Inhiber l’activité des certains neurones
Les chercheurs ont utilisé cette technologie pour tester une stratégie d’inhibition photothermique de l’activité neuronale. « Inhiber l’activité neuronale peut être une solution pour gérer les douleurs chroniques comme les douleurs fantômes qui apparaissent après amputation ou les douleurs neuropathiques » explique Stéphanie Lacour.

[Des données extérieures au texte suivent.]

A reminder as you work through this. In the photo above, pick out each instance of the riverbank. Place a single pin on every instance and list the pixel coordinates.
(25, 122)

Les scientifiques ont déposé un matériau spécial – un semi-conducteur organique photothermique, le P3HT : PCBM, sur certaines des électrodes de la « puce ». « Sous l’effet de la lumière, le polymère chauffe. Nous avons pu mesurer une différence d’activité entre les différentes fibres du nerf explanté, en particulier celle des fibres les plus fines est bloquée. Nous avons pu détecter cette modulation d’activité grâce à la sensibilité accrue de nos électrodes », explique la doctorante. Or ces petites fibres sont des nocicepteurs, les neurones sont responsables de la douleur. L’étape suivante sera d’implémenter ce polymère dans un implant, placé autour du nerf et d’étudier son effet inhibant in vivo
Différencier les fibres motrices des fibres sensorielles dans un nerf
Les auteurs de l’étude ont également utilisé cette plateforme pour optimiser la géométrie et la position des électrodes d’enregistrement en vue de la réalisation d’un implant de régénération du nerf périphérique. Les mesures d’information neuronale complétées par un algorithme robuste de traitement de l’information permettent de déduire la vitesse et la direction de propagation de l’influx nerveux, donc de savoir si le signal est celui d’une fibre moteur ou sensorielle. « Ceci promet des implants bidirectionnels et sélectifs, et un contrôle plus naturel de membre artificiel comme une prothèse de main » suggère Stéphanie Lacour.